In asking the important question: "Do we need a new Internet?," John Markoff's article in the New York Times has helped focus the overall Internet debate on the importance of encouraging innovation to better protect Internet users.

  • Mr. Markoff's important article spotlights efforts by mainstream researchers like Stanford's Clean Slate project to "re-invent the Internet" to address its security deficiencies. It also provided an outlet for those concerned about the Internet's increasingly serious security vulnerabilities.  

It should not be surprising that researchers would be trying to innovate to create a better Internet that is safer and more secure; given that the:

  • Original Internet /protocol/architecture was designed 35 years ago; and
  •  Internet's co-designer, Google's Vint Cerf readily admits the Internet's serious end-to-end architectural shortcomings.
    • When asked in an interview with the Guardian about Internet security, Mr. Cerf replied:
      • "It's every man for himself," he says, grinning. "In the end, it seems every machine has to defend itself.

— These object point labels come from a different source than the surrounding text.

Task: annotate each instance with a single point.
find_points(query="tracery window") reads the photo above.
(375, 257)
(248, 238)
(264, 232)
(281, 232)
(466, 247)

The internet was designed that way."
    • Even more recently Mr. Cerf admitted:
      • "It's true that we didn't focus very heavily on the security side at the time that we were finalizing the current protocols that you're using. We were much more concerned about whether it worked at all, as opposed to, "does it work securely?""  

The immediately defensive and negative reaction  to Mr. Markoff's reasonable question even being asked -- is highly instructive.   

 

Why are people so threatened by the notion that:

  • Innovation may continue to evolve the Internet?
  • A next generation Internet might be more safe/secure for users?
  • Change may come to the Internet?
  • A future innovation may prove better than one developed over thirty five years ago before the invention of the PC?

It is absurd on its face to propose there should never be a new Internet. It would be like saying there should be no change to printing after the invention of the Gutenberg press!

  • I can understand how one might not choose a new Internet over the old Internet, if the new one proved to not be an improvement, or enough of an improvement to justify the migration hassle. 
  • However, to summarily dismiss that no future "new Internet" innovation could improve on the existing Internet -- is patently absurd. 

Why are many threatened by Mr. Markoff's legitimate question: "Do we need a new Internet?"?

 

The real reason is that making security more of a priority on the Internet threatens net neutrality political othodoxy.

  • That orthodoxy insists on an inviolate end-to-end Internet infrastructure where bits are only controlled by the user at the edge and never managed at the core by a network provider. 

The most threatening part of Mr. Markoff's question and article to net neutrality orthodoxy was his insight that a more secure Internet "is likely to emerge as new hardware and software are built in to the router computers" that run the Internet at its core.

  • Net neutrality orthodoxy insists that innovation should only occur at the edge of the network, and that any smart network innovation or reasonable network management at the core -- is by definition discrimination and an infringement of free speech -- because bits are being interfered with.

Bottom line:

 

It is the height of hypocrisy and irresponsibility for net neutrality proponents to claim to be motivated by promoting innovation and the best interests of Internet users, when they oppose on principle, smart network innovation and reasonable network management practices that make the Internet safer and more secure going forward.